Zhang Chao-Ying, Li Xiao-Hui, Zhang Ting, Fu Jin, Cui Xiao-Dai
Department of Cardiovascular Diseases, Children's Hospital Affiliated to the Capital Institute of Pediatrics, ChaoYang, Beijing 100020, P.R. China.
Central Laboratory of Infection and Immunity, Capital Institute of Pediatrics, ChaoYang, Beijing 100020, P.R. China.
Biomed Rep. 2013 May;1(3):454-458. doi: 10.3892/br.2013.87. Epub 2013 Mar 26.
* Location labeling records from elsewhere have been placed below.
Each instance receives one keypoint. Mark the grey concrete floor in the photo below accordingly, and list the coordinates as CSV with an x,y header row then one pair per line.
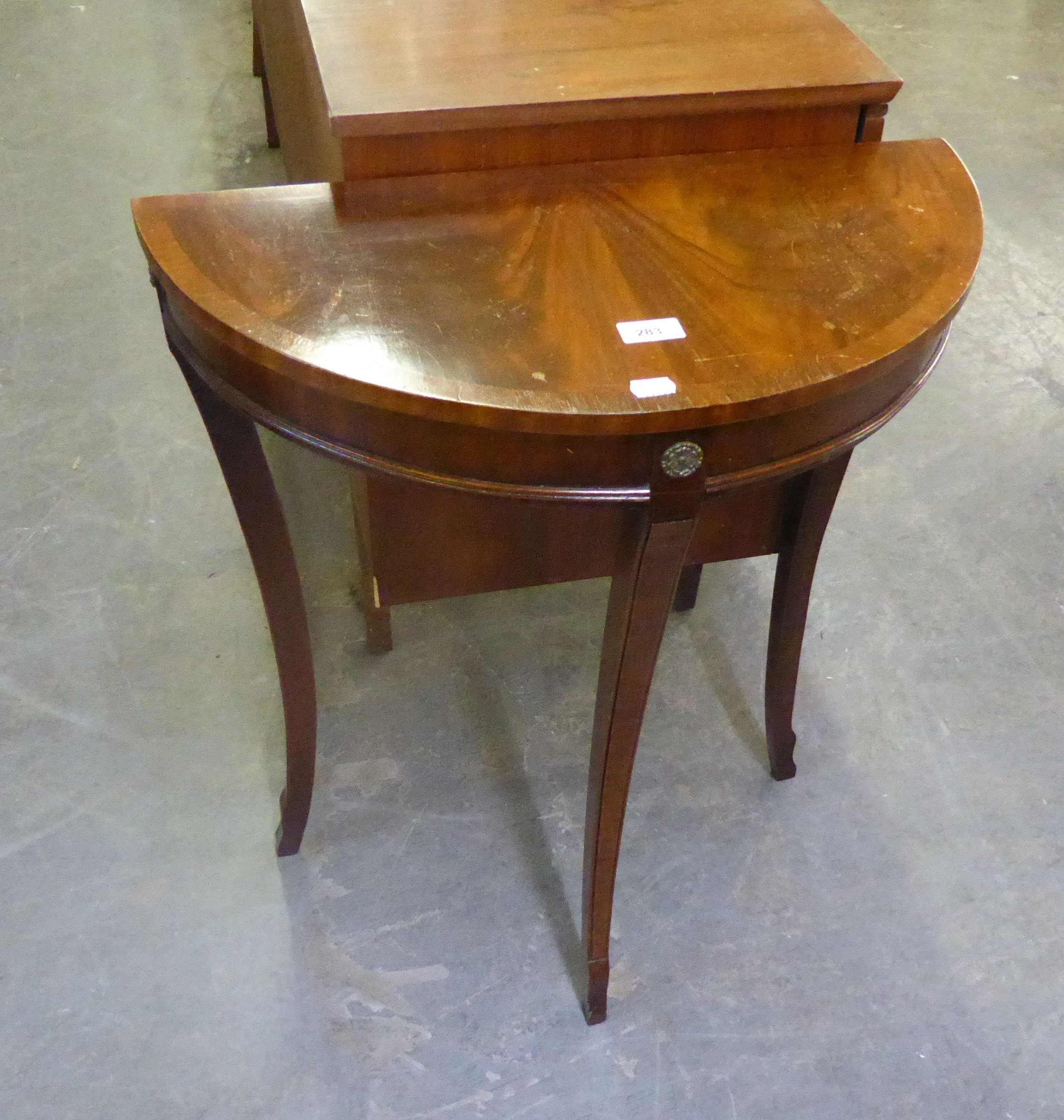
x,y
881,938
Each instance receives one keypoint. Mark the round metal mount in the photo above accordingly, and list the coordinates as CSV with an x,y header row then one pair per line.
x,y
682,460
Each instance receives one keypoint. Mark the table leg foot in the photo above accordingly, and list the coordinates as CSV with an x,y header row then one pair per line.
x,y
597,986
293,825
781,757
807,521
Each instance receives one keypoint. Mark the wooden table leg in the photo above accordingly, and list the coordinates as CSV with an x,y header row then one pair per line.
x,y
804,533
687,590
256,50
378,619
263,520
641,599
274,139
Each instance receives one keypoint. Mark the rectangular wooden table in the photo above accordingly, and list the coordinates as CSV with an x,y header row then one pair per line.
x,y
369,89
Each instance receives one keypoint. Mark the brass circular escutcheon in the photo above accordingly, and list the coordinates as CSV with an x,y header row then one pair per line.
x,y
682,460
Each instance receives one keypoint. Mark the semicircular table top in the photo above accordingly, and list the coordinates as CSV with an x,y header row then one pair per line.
x,y
494,298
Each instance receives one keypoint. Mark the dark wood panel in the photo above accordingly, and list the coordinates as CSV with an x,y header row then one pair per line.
x,y
410,66
474,150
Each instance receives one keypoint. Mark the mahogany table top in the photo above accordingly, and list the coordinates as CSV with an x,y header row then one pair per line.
x,y
493,298
420,65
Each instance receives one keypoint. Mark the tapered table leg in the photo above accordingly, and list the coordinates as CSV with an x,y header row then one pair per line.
x,y
274,139
256,50
378,619
641,599
804,533
263,520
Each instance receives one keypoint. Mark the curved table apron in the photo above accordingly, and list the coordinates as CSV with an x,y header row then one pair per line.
x,y
677,487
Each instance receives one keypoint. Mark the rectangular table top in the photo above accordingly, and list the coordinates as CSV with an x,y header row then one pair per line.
x,y
399,66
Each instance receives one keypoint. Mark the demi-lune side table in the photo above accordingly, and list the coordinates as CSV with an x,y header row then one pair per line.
x,y
679,353
369,89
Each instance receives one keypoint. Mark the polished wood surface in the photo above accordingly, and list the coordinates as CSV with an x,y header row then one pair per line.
x,y
423,65
418,86
492,301
458,335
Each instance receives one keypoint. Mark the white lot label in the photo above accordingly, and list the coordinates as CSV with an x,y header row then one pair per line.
x,y
653,387
651,331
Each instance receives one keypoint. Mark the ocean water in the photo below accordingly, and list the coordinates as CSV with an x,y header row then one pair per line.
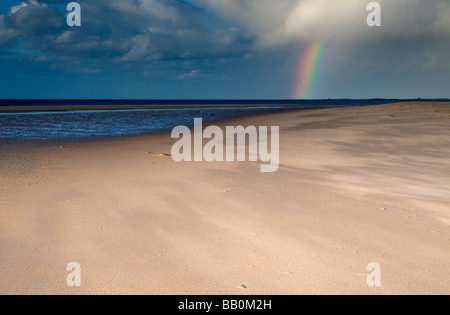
x,y
86,124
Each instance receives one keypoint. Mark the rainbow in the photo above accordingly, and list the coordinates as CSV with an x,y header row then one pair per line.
x,y
308,69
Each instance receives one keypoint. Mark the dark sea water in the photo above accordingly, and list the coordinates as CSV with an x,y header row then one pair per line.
x,y
86,124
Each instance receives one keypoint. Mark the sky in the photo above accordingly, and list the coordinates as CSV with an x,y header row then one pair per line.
x,y
224,49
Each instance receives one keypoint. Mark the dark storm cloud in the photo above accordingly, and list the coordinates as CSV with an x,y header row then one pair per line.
x,y
122,31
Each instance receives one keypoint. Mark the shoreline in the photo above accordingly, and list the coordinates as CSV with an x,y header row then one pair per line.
x,y
6,109
355,185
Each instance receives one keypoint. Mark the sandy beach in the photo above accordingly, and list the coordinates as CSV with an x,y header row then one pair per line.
x,y
355,186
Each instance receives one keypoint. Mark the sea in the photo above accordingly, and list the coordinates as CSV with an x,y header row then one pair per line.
x,y
166,114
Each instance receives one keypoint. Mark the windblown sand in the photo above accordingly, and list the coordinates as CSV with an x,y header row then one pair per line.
x,y
355,186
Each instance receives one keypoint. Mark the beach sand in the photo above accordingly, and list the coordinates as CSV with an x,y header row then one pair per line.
x,y
355,186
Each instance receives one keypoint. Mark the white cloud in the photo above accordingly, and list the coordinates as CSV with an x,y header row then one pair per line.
x,y
16,8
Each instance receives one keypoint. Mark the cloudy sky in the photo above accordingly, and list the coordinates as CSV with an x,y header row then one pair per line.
x,y
224,49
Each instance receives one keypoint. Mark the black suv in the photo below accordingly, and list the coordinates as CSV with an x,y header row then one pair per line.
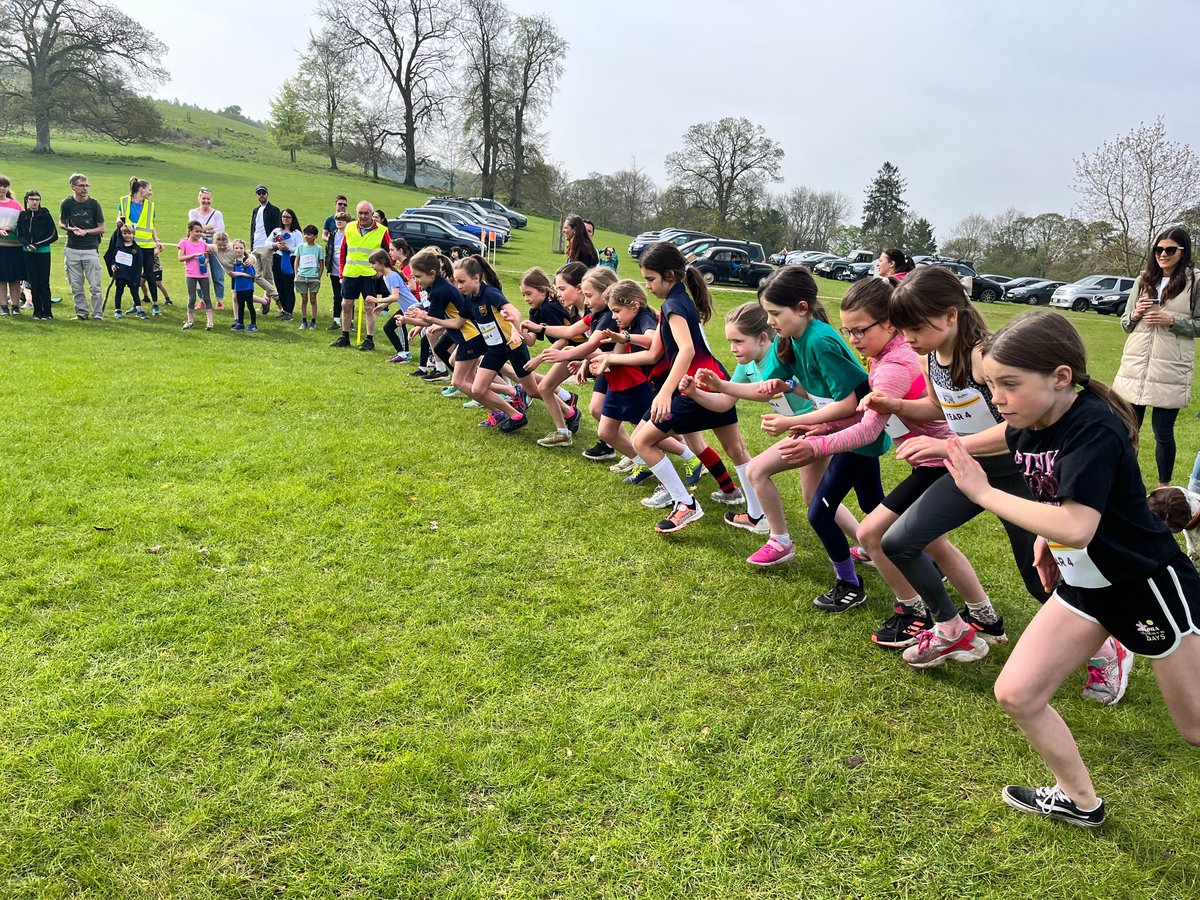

The present study investigated the role of hydrogen sulfide (HS), a novel gaseous transmitter, in chronic heart failure (CHF) induced by left-to-right shunt, leading to volume overload. Thirty male Sprague-Dawley rats were randomly divided into four groups: the shunt group, the sham group, the shunt + sodium hydrosulfide (NaHS) group and the sham + NaHS group. CHF was induced in the rats by abdominal aorta-inferior vena cava shunt operation. Rats in the shunt + NaHS and sham + NaHS groups were injected intraperitoneally with NaHS (HS donor). Haemodynamic parameters were measured 8 weeks after surgery. In addition, left ventricular heme oxygenase (HO)-1 mRNA expression was measured by real-time PCR. Protein expression of HO-1 was evaluated by western blot analysis. Eight weeks after surgery, compared to the sham group, the left ventricular systolic pressure (LVSP) and left ventricular peak rate of contraction and relaxation (LV±dp/dtmax) were significantly reduced; the left ventricular end-diastolic pressure (LVEDP) was significantly increased in the shunt group (all P<0.05). However, NaHS increased LVSP and LV±dp/dtmax (all P<0.05) and decreased LVEDP (P<0.05). Protein expression of HO-1 was significantly decreased in the shunt group compared to that in the sham group (P<0.05). NaHS increased protein expression of HO-1 compared to that in the shunt group (P<0.05). HO-1 mRNA expression was significantly increased in the shunt + NaHS group compared to that in the shunt group (P<0.01). The present study demonstrated that HS may play a protective role in volume overload-induced CHF by upregulating protein and mRNA expression of HO-1.
本研究探讨了新型气体递质硫化氢(HS)在左向右分流所致慢性心力衰竭(CHF)(导致容量超负荷)中的作用。30只雄性Sprague-Dawley大鼠随机分为四组:分流组、假手术组、分流+硫氢化钠(NaHS)组和假手术+NaHS组。通过腹主动脉-下腔静脉分流手术诱导大鼠发生CHF。分流+NaHS组和假手术+NaHS组大鼠腹腔注射NaHS(HS供体)。术后8周测量血流动力学参数。此外,通过实时PCR检测左心室血红素加氧酶(HO)-1 mRNA表达。通过蛋白质印迹分析评估HO-1的蛋白表达。术后8周,与假手术组相比,分流组左心室收缩压(LVSP)、左心室收缩和舒张峰值速率(LV±dp/dtmax)显著降低;左心室舒张末期压力(LVEDP)显著升高(均P<0.05)。然而,NaHS可升高LVSP和LV±dp/dtmax(均P<0.05)并降低LVEDP(P<0.05)。与假手术组相比,分流组HO-1蛋白表达显著降低(P<0.05)。与分流组相比,NaHS可增加HO-1蛋白表达(P<0.05)。与分流组相比,分流+NaHS组HO-1 mRNA表达显著增加(P<0.01)。本研究表明,HS可能通过上调HO-1的蛋白和mRNA表达,在容量超负荷诱导的CHF中发挥保护作用。